Checkout an existing branch:

git checkout branch_name

Have a look at git branch to see how the star changed. Note that work present on the old branch, will vanish in your file explorer if they are not present in the new branch. Don't worry, the files will be visible again once you switch back to the old branch.

Create a new branch starting from the current branch (and commit)

git branch new_branch_name

Branch names cannot have spaces and it is advisable to make them lowercase. Check git branch to see that the new branch is created but we are still on the old branch. We can change to the new branch via git checkout new_branch_name.

A shortcut for creating and immediately checking out the new branch is

git checkout -b new_branch_name

Usually, only one person will work on any given feature branch.

Positive consequences - Your work is isolated from experiments of others - You can commit even if it is not perfect or even not working - Commit often (many times a day)

Committing often is important because - Enable granular version controlling - If bugs appear, you can checkout past versions and find out where the bug krept in - Each bit-size change is easy to parse for you and your teammates - Write a clear commit message explaining why a commit was made. Changes or qwerty is not a good commit message. - Ideally make one commit per file

Negative consequences - Your work is not available to others - Your work can become disconnected from the main development

To overcome these problems: - Merge dev into the feature branch frequently (once a day) - Break tasks into small to medium size chunks, complete only one chunk on one feature branch, then bring it into dev and start a new feature branch

Merging#

Git is a fantastic tool for combining work. It is very good at working out what is new and what is old and can even handle multiple changes to the same file. To integrate the latest work from branch branch_name into the current branch, use

git merge branch_name

To get the work from the remote instead of local, use

git merge origin branch_name

The main situation where this does not work well, is when there are two conflicting changes to the same line. Git cannot work out on its own how to combine the work and will report a merge conflict.

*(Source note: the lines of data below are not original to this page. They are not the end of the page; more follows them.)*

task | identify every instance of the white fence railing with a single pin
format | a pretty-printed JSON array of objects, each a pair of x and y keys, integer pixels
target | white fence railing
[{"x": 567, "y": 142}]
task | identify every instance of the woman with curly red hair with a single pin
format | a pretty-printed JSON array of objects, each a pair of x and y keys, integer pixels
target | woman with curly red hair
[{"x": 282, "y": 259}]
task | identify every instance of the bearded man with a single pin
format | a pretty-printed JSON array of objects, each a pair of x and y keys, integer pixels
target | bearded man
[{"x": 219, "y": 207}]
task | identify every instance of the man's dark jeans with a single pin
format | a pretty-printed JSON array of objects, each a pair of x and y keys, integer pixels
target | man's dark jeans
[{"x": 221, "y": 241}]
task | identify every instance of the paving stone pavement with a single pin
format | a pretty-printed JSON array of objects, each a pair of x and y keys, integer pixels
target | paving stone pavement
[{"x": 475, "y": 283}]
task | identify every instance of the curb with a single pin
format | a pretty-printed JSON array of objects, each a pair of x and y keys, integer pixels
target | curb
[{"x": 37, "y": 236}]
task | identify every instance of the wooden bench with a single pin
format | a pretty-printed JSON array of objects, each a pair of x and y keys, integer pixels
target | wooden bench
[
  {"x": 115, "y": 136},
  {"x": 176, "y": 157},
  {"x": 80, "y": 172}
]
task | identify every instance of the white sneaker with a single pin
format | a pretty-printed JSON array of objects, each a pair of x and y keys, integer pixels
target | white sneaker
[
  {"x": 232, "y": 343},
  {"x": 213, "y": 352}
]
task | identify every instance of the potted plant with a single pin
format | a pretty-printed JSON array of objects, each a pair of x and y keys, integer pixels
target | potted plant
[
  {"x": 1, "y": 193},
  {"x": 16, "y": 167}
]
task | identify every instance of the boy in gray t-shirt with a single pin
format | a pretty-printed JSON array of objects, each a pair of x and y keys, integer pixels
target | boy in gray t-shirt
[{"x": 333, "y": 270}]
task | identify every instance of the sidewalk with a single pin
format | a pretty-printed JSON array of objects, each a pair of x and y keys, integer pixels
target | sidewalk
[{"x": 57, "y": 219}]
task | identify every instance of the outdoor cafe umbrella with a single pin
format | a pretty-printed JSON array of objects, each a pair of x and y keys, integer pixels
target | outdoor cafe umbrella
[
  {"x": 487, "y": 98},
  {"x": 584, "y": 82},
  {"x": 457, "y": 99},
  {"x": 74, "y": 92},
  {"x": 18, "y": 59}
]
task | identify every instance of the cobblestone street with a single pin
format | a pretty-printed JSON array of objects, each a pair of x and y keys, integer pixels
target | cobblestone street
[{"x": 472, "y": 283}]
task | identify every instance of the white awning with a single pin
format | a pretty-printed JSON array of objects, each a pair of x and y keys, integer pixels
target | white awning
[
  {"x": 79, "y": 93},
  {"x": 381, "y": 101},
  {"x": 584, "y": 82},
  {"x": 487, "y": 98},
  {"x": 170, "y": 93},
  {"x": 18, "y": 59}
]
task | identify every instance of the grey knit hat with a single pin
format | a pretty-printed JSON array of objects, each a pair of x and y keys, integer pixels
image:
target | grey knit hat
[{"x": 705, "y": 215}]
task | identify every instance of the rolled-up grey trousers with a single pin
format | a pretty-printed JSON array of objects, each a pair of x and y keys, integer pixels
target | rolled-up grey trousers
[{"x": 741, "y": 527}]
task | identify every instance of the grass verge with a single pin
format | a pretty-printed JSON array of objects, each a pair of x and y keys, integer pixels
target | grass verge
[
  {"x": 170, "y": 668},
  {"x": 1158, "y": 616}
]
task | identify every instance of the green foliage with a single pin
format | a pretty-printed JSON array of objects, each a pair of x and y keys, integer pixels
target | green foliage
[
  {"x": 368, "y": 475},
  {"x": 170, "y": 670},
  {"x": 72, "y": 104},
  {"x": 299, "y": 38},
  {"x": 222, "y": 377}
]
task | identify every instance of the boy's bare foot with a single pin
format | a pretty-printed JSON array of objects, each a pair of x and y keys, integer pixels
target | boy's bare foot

The error message will say

CONFLICT (content): Merge conflict in file_name
Automatic merge failed; fix conflicts and then commit the result.

There are many merge tools to overcome this problem. For example, PyCharm has a very good merge tool.

Once you have resolved the conflicts, commit your changes to complete the merge.

Pull requests#

Pull requests are a tool to receive feedback and quality control on your work before contributing it to the development branch. To make a pull request, first make sure your branch is up-to-date with the main development branch

git pull origin dev

Then publish the latest version of your work to the remote repository.

git push origin feature_branch

On the GitHub website, you will see a prompt to open a pull request into the default branch (dev in our case). Provide a summary of what the feature branch is doing, select reviewers (usually your technical mentor and some team mates) and assign the PR to yourself.

Pull requests show diffs, or differences, of the content from both branches. The changes, additions, and subtractions are shown in green and red, respectively.

By using GitHub’s @mention system in your pull request message, you can ask for feedback from specific people or teams, whether they’re down the hall or 10 time zones away.

It is usually enough to have one person's review. However, if multiple people comment, make sure you address all the comments (either via a discussion or a code change). Once the PR is approved, the person who raised the PR will

  • Click on the green Merge pull request button to merge the changes into dev
  • Click confirm merge
  • Since you're now done with this new branch, delete the branch by clicking the Delete branch button.

Celebrate on slack!

Stash#

Sometimes you might produce a chunk of work on the wrong branch. For example - when thinking the change would just be one line but then turns into a larger piece - when forgetting which branch is currently checked out

One usually remembers when trying to commit. But it's not possible to change branch when there is uncommitted work. The solution is

git stash

Stashing takes the dirty state of your working directory — that is, your modified tracked files and staged changes — and saves it on a stack of unfinished changes that you can reapply at any time. Once you ran git stash, your working directory is clean and you can conveniently switch branches.

You can then re-apply the changes (the last ones stashed) using

git stash apply

All stashed changes can be seen with git stash list and older stashes can be applied using git stash apply stash@{ID}, where ID is the number of the stash to be applied (found by inspecting the stash list).

Tags#

At DSSG, we you to use weekly tags to reference weekly milestones.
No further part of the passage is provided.